Bruce Springsteen: Wut im Bauch

Paris (dpa) - Dampf abzulassen, kann eine wunderbare Wirkung haben. Bei Bruce Springsteen hat das zu einer Eruption geführt, die „Wrecking Ball“ heißt. In seinem neuen Album singt die Rocklegende gegen die korrumpierte Finanzwelt und die geldgierigen Wall-Street-Banker an.

„Das Album ist nach dem Finanzkrach von 2008 entstanden. Die Leute haben ihr Hab und Gut verloren. Keiner wollte dafür verantwortlich sein. Keiner wollte dagegen lauthals protestieren“, sagte der US-Musiker kürzlich bei einem Interviewtermin in Paris.

Der 62-Jährige hatte die Seine-Stadt auserkoren, um sein neues Album vor einer Schar internationaler Journalisten vorzustellen. Zu Gehör bekamen die Medienvertreter empathische und eingängige Melodien wie einst sein „Born In The USA“. Diesmal jedoch sind seine neuen Hymnen auf die Lage der amerikanischen Nation inhaltlich düsterer als sonst und musikalisch experimentierfreudiger. Dem Rock'n'Roll habe es noch nie geschadet, wenn der Musiker „pissed off“ gewesen sei, erklärte Springsteen. Wut im Bauch hat nicht nur schlechte Folgen.
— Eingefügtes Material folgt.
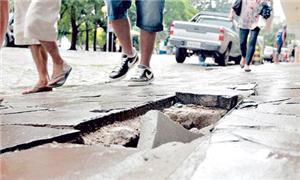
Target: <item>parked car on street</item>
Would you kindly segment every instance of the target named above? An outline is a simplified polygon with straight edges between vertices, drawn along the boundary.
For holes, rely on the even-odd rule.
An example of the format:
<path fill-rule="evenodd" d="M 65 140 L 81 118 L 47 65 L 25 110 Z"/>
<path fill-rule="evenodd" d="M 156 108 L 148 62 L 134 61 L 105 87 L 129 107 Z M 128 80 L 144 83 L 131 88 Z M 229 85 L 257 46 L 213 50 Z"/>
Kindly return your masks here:
<path fill-rule="evenodd" d="M 183 63 L 194 54 L 201 61 L 213 57 L 226 66 L 230 60 L 240 63 L 241 53 L 237 22 L 228 14 L 198 13 L 191 21 L 174 21 L 170 27 L 170 43 L 176 47 L 176 61 Z"/>
<path fill-rule="evenodd" d="M 264 60 L 268 62 L 272 62 L 273 56 L 274 56 L 274 48 L 272 46 L 266 46 L 263 54 Z"/>

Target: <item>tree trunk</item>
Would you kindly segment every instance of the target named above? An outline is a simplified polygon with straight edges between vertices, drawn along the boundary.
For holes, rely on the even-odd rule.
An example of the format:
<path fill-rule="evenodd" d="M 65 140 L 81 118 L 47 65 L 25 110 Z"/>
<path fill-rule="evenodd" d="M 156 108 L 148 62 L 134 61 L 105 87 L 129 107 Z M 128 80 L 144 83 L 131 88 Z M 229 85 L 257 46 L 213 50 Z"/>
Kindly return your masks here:
<path fill-rule="evenodd" d="M 97 3 L 94 5 L 95 14 L 98 13 Z M 97 19 L 94 20 L 94 39 L 93 39 L 93 49 L 97 51 Z"/>
<path fill-rule="evenodd" d="M 94 29 L 93 48 L 94 51 L 97 51 L 97 24 L 95 24 L 95 29 Z"/>
<path fill-rule="evenodd" d="M 71 6 L 71 26 L 72 26 L 72 38 L 70 50 L 77 50 L 77 38 L 78 38 L 78 27 L 76 24 L 76 10 L 74 6 Z"/>
<path fill-rule="evenodd" d="M 89 24 L 88 22 L 85 23 L 85 50 L 89 51 Z"/>

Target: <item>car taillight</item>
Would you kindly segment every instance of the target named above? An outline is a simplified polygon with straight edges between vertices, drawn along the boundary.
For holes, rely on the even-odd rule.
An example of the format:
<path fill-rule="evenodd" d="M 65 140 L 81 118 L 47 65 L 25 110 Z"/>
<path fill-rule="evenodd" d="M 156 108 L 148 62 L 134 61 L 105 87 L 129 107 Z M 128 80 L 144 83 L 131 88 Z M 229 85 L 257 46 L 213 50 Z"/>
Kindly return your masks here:
<path fill-rule="evenodd" d="M 224 28 L 220 28 L 219 30 L 219 41 L 224 41 L 225 39 L 225 29 Z"/>
<path fill-rule="evenodd" d="M 172 22 L 171 26 L 170 26 L 170 35 L 174 34 L 174 23 Z"/>

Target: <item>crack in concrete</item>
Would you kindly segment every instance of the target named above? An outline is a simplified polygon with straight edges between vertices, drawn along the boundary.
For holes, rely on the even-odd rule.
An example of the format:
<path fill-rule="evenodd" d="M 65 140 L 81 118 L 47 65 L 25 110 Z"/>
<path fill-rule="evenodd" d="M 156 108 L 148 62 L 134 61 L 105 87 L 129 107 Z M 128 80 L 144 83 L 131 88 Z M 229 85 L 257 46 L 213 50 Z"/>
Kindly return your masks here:
<path fill-rule="evenodd" d="M 121 110 L 125 110 L 125 108 L 115 108 L 115 109 L 94 109 L 91 110 L 91 113 L 109 113 L 111 111 L 121 111 Z"/>
<path fill-rule="evenodd" d="M 258 145 L 261 145 L 261 146 L 264 146 L 264 147 L 267 147 L 267 148 L 271 148 L 271 149 L 278 149 L 278 150 L 285 150 L 285 151 L 295 151 L 296 149 L 287 149 L 287 148 L 282 148 L 282 147 L 274 147 L 274 146 L 270 146 L 270 145 L 267 145 L 267 144 L 264 144 L 264 143 L 261 143 L 261 142 L 257 142 L 256 140 L 254 139 L 250 139 L 250 138 L 247 138 L 247 137 L 244 137 L 244 136 L 241 136 L 239 134 L 235 134 L 235 133 L 230 133 L 231 135 L 241 139 L 241 140 L 244 140 L 244 141 L 247 141 L 247 142 L 251 142 L 251 143 L 254 143 L 254 144 L 258 144 Z M 296 150 L 298 151 L 298 150 Z"/>
<path fill-rule="evenodd" d="M 4 125 L 13 125 L 13 126 L 30 126 L 30 127 L 46 127 L 46 128 L 53 128 L 53 129 L 70 129 L 70 130 L 76 130 L 74 129 L 74 126 L 72 125 L 51 125 L 51 124 L 2 124 Z"/>
<path fill-rule="evenodd" d="M 35 110 L 28 110 L 28 111 L 18 111 L 18 112 L 8 112 L 8 113 L 1 113 L 0 115 L 13 115 L 13 114 L 24 114 L 24 113 L 31 113 L 31 112 L 43 112 L 43 111 L 55 111 L 51 109 L 35 109 Z"/>
<path fill-rule="evenodd" d="M 258 126 L 258 125 L 230 125 L 230 129 L 234 128 L 236 129 L 272 129 L 272 128 L 277 128 L 277 126 Z M 218 128 L 218 129 L 229 129 L 229 128 Z"/>
<path fill-rule="evenodd" d="M 262 114 L 271 114 L 271 115 L 280 115 L 280 116 L 294 116 L 296 118 L 300 118 L 300 116 L 298 116 L 297 114 L 284 114 L 284 113 L 272 113 L 272 112 L 263 112 L 263 111 L 259 111 Z"/>
<path fill-rule="evenodd" d="M 297 90 L 297 89 L 300 89 L 300 87 L 292 87 L 292 88 L 281 88 L 281 89 Z"/>
<path fill-rule="evenodd" d="M 285 98 L 285 99 L 278 99 L 278 100 L 271 100 L 271 101 L 263 101 L 259 104 L 271 104 L 271 103 L 278 103 L 278 102 L 284 102 L 284 101 L 288 101 L 291 100 L 292 98 Z"/>
<path fill-rule="evenodd" d="M 102 95 L 91 95 L 91 96 L 79 96 L 80 98 L 97 98 L 97 97 L 101 97 Z"/>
Allein der Titel des Albums sagt aus, wie wütend er auf sein Amerika war: „Wrecking Ball“, auf Deutsch Abrissbirne. Gemeint ist diese schwere Stahlmasse, die an einem Seilbagger hängt und so lange zum Pendeln gebracht wird, bis sie mit Schwung ganze Gebäude zum Einsturz bringt. In diesem Fall: Amerika.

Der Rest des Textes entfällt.